Monsieur Barillet fumait des gitanes maïs, assis sur une chaise en osier dans la cour, lorsque le temps l’autorisait. Il lisait « La Nouvelle République du Centre », casquette crasseuse vissée sur son crâne chauve. De temps en temps, il relevait sa grande carcasse, disparaissait dans la maison fraîche l’été et ressortait avec un ballon de jaune à la main. Il sirotait debout, regardant un horizon lointain sans bar, sans copains. Je me demandais bien quel goût pouvait avoir cette boisson. La couleur m’était sympathique, mais de l’étrange breuvage de Monsieur Barillet, je ne connaissais que l’odeur. Un jour, profitant de son assoupissement, alors que la cour était déserte et que mes parents étaient encore devant la télé, chaîne publique n° 1, je m’étais gaillardement approché du gendarme pour sentir le contenu du verre posé sur ses genoux. Le parfum d’anis plaisant me donna l’envie d’y tremper mes lèvres, mais Edmond grogna dans son demi sommeil et je pris peur.
De temps en temps, surtout en fin de journée, les époux Barillet se disputaient. Irène, la femme, le traitait de feignasse, lui un gendarme qui avait fait une carrière sans reproche ! Son Edmond qui avait ramené sans broncher un traitement de fonctionnaire pour faire bouillir la marmite des années durant ! Edmond répondait : « Mais tais toi donc, la grosse mère, et va cuver ailleurs ! » Cette phrase, je l’ai souvent entendue. Irène buvait de temps en temps et sa mauvaise humeur était sans aucun doute à mettre sur le compte de quelques verres de rouge.

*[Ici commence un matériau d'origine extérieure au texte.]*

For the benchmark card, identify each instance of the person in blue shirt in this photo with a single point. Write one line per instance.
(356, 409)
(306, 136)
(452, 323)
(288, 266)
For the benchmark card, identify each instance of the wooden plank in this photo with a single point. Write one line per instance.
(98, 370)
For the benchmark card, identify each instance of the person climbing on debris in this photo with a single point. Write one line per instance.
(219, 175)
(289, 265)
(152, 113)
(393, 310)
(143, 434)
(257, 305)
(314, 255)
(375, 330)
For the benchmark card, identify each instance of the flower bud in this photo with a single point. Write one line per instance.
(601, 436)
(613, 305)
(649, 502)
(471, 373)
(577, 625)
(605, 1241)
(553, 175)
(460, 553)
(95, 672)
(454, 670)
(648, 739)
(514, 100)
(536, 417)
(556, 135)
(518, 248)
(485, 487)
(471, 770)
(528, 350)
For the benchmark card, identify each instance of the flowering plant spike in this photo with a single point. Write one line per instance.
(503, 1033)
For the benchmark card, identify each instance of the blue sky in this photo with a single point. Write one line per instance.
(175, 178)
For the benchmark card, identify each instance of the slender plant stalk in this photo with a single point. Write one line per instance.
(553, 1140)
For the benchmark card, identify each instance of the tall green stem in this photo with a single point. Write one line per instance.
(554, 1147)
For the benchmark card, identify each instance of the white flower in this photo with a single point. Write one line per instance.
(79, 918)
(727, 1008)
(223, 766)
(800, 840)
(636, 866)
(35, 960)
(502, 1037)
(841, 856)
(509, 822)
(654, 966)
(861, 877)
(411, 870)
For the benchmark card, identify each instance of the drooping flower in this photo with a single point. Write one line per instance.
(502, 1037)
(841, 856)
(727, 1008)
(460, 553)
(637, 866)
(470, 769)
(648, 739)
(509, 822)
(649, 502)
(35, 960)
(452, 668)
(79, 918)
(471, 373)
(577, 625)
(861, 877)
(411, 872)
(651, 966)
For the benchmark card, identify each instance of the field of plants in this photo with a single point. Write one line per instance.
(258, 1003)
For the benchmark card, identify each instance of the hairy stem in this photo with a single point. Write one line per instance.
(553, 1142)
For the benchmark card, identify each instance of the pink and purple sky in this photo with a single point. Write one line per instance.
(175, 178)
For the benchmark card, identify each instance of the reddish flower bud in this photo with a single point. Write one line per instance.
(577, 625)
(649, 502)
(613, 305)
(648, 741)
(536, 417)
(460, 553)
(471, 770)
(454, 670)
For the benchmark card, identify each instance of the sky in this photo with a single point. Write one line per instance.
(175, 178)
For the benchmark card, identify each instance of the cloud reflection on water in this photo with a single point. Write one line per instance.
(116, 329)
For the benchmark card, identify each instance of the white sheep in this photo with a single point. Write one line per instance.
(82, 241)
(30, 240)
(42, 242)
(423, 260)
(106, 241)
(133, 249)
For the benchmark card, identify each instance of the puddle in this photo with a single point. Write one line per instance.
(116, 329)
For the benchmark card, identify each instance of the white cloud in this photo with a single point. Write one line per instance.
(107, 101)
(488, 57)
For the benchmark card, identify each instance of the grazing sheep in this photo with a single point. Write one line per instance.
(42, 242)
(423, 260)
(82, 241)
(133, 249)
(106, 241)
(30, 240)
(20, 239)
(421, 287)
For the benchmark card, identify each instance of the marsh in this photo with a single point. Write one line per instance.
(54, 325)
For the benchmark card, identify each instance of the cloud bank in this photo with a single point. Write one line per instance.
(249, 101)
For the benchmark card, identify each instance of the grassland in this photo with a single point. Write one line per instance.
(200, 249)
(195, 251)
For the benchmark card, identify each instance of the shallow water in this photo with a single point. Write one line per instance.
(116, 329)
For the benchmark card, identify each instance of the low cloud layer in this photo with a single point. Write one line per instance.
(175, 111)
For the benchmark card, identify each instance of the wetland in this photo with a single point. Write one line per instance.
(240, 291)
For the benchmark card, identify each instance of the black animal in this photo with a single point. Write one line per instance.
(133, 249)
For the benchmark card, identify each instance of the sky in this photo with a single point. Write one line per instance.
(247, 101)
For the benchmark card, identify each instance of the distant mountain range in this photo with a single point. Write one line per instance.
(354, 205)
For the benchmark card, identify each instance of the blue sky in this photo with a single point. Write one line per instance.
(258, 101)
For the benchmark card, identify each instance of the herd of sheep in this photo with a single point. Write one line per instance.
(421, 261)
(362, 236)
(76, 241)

Après la dispute empirait, car Irène avait la voix puissante et Edmond, qui n’était pas en reste, jouissait par ailleurs d’un langage fleuri appris, je le supposais, à la faveur de longues nuits de garde au contact d’une société peu recommandable. Il traitait Irène de grosse truie blafarde, en tapant du poing sur la table de leur cuisine. Par la fenêtre de ma chambre qui donnait directement dans la cour intérieure des Barillet, lorsque la porte était ouverte l’été, et par delà le rideau de plastique multicolore censé couper la chaleur d’août, je les regardais tourner autour de cette table bancale, comme un taureau poursuivi par son matador dans une arène de fortune.
Madame Barillet disait souvent : « Çà me ferait mal aux seins ! » Cette expression recouvrait à mes yeux un sens mystérieux. Comment une chose extérieure à son corps, comme par exemple le fait de payer des impôts, pouvait lui tirer cette phrase de la bouche. Elle la sortait à tout bout de champ et, lorsqu’Edmond lui vociférait avec force postillons : « Je vais t’en coller une que tu m’en diras des nouvelles », elle se campait sur ses poteaux variqueux face à lui de l’autre côté de la table, soupesait sa lourde poitrine écrasée sous une blouse grise de paysanne mal dégrossie et répétait sa phrase fétiche : « Çà me ferait mal aux seins ! »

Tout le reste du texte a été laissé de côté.